Post the release of Looking out of the Window,the video to one of the most popular tracks off the album – ‘AaikonBaikon’ did significantly well on YouTube and received massive airtime on local channels across the circuit. The song talks about the race of urban life and how hasty life has become, in general. “We’ve all come from sizeably small towns and the transition from these places to cities like Mumbai can be both overwhelming and challenging at the same time. The song talks about two young girls playing bridges and trains and running around and how that eventually transforms into closed rooms and a droning life.” Emotions of the same vein drizzle throughout the album – that being, in bits and pieces, the underlying theme of the record. With a message and a set of lyrics that managed to reach out to a large audience, owing its minimalist script and overall appeal, ‘AaikonBaikon’ was a genuinely trend-breaking video that proved to be an extremely smart move by the band, one that carries the same feeling of ambition that Swarathma picked up on, in the early part of their career. “It was an instinctive decision really. I don’t know why we picked that song for a video, but we just did.
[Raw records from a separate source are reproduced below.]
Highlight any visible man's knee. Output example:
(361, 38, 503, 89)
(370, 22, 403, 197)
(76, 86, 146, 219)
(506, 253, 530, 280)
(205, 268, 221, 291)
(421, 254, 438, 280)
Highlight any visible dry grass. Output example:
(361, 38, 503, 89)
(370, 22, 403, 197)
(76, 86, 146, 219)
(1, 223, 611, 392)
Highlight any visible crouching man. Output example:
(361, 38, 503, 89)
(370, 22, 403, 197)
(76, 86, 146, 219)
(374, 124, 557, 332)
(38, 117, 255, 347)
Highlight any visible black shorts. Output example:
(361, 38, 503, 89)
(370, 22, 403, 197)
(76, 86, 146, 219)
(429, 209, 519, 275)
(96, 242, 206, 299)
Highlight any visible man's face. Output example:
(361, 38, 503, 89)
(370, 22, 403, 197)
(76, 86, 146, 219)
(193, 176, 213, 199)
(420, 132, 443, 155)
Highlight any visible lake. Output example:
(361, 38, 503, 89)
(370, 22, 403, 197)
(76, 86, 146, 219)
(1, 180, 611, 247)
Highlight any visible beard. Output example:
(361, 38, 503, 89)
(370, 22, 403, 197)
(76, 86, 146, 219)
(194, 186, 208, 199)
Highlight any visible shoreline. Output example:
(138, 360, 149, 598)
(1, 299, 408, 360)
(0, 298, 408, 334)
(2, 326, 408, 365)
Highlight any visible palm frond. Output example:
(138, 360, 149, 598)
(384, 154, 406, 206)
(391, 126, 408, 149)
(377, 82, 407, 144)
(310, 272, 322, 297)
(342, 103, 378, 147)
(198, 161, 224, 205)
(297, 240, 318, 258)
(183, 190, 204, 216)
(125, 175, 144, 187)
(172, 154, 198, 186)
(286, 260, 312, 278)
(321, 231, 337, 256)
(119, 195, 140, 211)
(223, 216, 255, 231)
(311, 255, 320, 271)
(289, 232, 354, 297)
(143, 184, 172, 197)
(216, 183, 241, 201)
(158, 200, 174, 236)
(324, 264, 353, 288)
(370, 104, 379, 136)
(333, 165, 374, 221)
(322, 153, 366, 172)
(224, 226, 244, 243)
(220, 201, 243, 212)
We knew it would appeal to the audience that we had in mind, and in due course, it did.”

While his attempts bore fruition in the form of substantial cd sales, gigs and hyperbolic praise in publications and online forums around the region, his music has undoubtedly remained, for the lack of a better word, truly ‘underground’ and unknown to most other parts of the country despite its universal musical appeal. And the fact that he sings in Assamese isn’t here to change that. With a firm foundation in Bollywood, having sung for movies like Zindagi Na MilegiDobara, Dev D, Love Ka The End and Help, and also with a brave sensibility for independent forms, he stands discernibly on two different lands- and both forms seem to coaxingly exist in him- which is why he’s extremely assured about his understanding of the crowd that he hasn’t been able to reach to yet and a positivity that the ‘reaching out’ will continue to grow with every subsequent release.

Known for his genuine star quality and his reputation as a sober, intellectual artist- Joi, seems less concerned about the commercial end of things and believes that the music he creates is aimed at making an impact rather than money. “We never really had a very marketable concept in mind, to be very frank. That means, we never really talk numbers when we released music. I make this music for myself and for the people around me. For me, it’s how many ‘people’ I’ve reached out to, at the end of the day – that is what’s most important.” He also adds that the music industry today is in dire need of thinkers and that musicians, in general need to transmute into more intellectual entities as opposed to just being good performers or composers and that it’s important for him to be remembered as an artist ‘who tried to make good music and inspired others in the process’.

Bearing that in mind, the question at hand is whether or not he wishes to continue with the same ethos for a larger audience- and whether or not that’s really going to work well for him. In any case, with the kind of optimism he carries, we’re pretty sure there’s no disappointment heading our way. That being said, Joi clearly has new excitements to conquer now- be it bigger gigs or a follow-up album. “We have a lot of material in stock, and a follow-up is definitely in the making. But it’s imperative that the music I make is backed with a solid purpose behind it. Maybe, once I find the linking pin between some of the material I’ve finished working on, I’m willing to pack it into a compiled release and put it out there. Until then, I just want to keep touring and making music because that’s what I love and that’s what I’m best at. I’m waiting” he says. “So are we.” We answer.